Link to this article: Introduction to Android Mmap file mapping to memory

In Android development, we may need to document some files. For example, log files. If you use streams to write files, frequent manipulation of file IO can cause performance problems. To reduce the frequency of writing files, we might cache a certain number of logs and write them to the file at once. If the app exits unexpectedly, we may lose log information in memory. So what’s a safe way to write files that keeps IO down while keeping data written to the file as much as possible?

Mmap profile

Mmap concept

Mmap is a method of memory-mapping files. A file or other object is mapped to the address space of a process to achieve the mapping between the file disk address and a segment of virtual address in the process virtual address space.

Features: After this mapping is implemented, the process can use Pointers to read and write the memory, and the system will automatically write back dirty pages to the corresponding file disk, that is, the file operation is completed without calling system call functions such as read and write. Conversely, changes made by the kernel space to this area directly reflect user space, allowing file sharing between different processes. As shown below:

Mmap Memory mapping principle

The implementation process of MMAP memory mapping can be divided into three stages:

The application process starts mapping, and searches for an idle continuous virtual address in the virtual address space of the process as the mapping area. The system function Mmap is called to realize the mapping between the physical address of the file and the virtual address of the process. The application process accesses the mapping area, causing page failure exceptions, and realizing the copy of file contents to physical memory (main memory).

Mmap pros and cons

Only one copy of data: When a page missing exception occurs, data is copied directly from disk to the user space of the process, skipping the page cache. The efficient interaction between user space and kernel space is realized: the modification operations of the two Spaces can be directly reflected in the mapped area, so as to be captured in time by the other space. Provides a way for processes to share memory and communicate with each other.

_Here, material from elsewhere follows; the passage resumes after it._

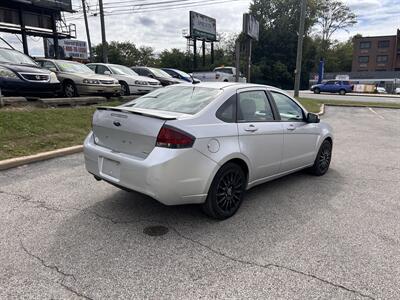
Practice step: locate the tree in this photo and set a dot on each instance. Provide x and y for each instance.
(174, 58)
(333, 15)
(274, 55)
(126, 53)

Both parent and unrelated processes can map their own user space to the same file or anonymously to the same area. Therefore, the purpose of interprocess communication and interprocess sharing can be achieved by changing the mapping region.

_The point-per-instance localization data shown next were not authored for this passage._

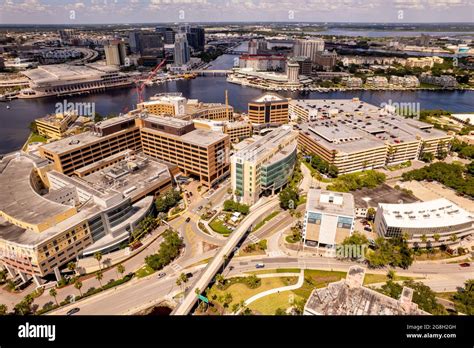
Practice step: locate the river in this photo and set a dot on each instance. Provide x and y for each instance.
(14, 121)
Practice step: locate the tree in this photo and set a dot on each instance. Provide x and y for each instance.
(184, 278)
(288, 198)
(72, 266)
(220, 279)
(464, 298)
(98, 257)
(54, 293)
(99, 276)
(427, 157)
(371, 213)
(78, 286)
(120, 269)
(423, 238)
(3, 309)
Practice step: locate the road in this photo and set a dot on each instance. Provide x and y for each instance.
(143, 291)
(190, 299)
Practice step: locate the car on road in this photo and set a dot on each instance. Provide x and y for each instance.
(73, 311)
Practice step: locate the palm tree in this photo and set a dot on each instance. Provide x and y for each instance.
(98, 257)
(78, 286)
(99, 276)
(54, 293)
(3, 309)
(224, 258)
(423, 238)
(220, 279)
(120, 269)
(72, 266)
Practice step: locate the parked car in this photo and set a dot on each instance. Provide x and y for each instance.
(73, 311)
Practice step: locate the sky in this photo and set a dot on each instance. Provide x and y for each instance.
(155, 11)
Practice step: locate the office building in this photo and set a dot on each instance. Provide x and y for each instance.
(198, 152)
(292, 69)
(171, 104)
(325, 60)
(308, 48)
(115, 53)
(48, 219)
(263, 165)
(349, 297)
(62, 79)
(168, 34)
(146, 43)
(195, 151)
(262, 62)
(269, 108)
(196, 38)
(174, 104)
(305, 65)
(423, 62)
(329, 218)
(181, 50)
(237, 131)
(354, 136)
(55, 126)
(439, 219)
(107, 138)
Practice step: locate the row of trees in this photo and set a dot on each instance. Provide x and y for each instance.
(355, 181)
(423, 296)
(455, 176)
(230, 205)
(169, 250)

At the same time, if both process A and process B map region C, when A reads C for the first time, the file page is copied from disk to memory through the missing page. However, when USER B reads the same page from user C again, a page error will occur. However, the file data stored in the memory can be directly used instead of copying the file from the disk.

Mmap attention

Memory mapping is faster than normal I/O streams for large files, not necessarily for small files; Don’t always call the mappedbyteBuffer.force () method, which forces the operating system to write the contents of memory to disk, so if you call force() every time you write to a memory-mapped file, you won’t really benefit from it, just like disk IO. The operating system is responsible for reading and writing memory-mapped files, so even if your Java program dies after writing to memory, data will be written to disk as long as the operating system is working properly. If the power fails or the host crashes, it is possible that the memory-mapped files have not been written to disk, which means that some critical data may be lost.

reference

  • Stackoverflow.com/questions/2…
  • www.jianshu.com/p/187eada7b…
  • Juejin. Cn/post / 684490…
  • Stackoverflow.com/questions/3…
  • Stackoverflow.com/questions/3…

Binder in Android also leverages MMap. Binder transfers data to another process only by copying it once. See Introduction to the Binder mechanism

Android uses Mmap

Android uses Mmap, which can be combined with MappedByteBuffer via RandomAccessFile. Refer to the development record of “Drone”

Through the randomAccessFile. GetChannel (). The map is available MappedByteBuffer. The put method of ByteBuffer is then called to add the data.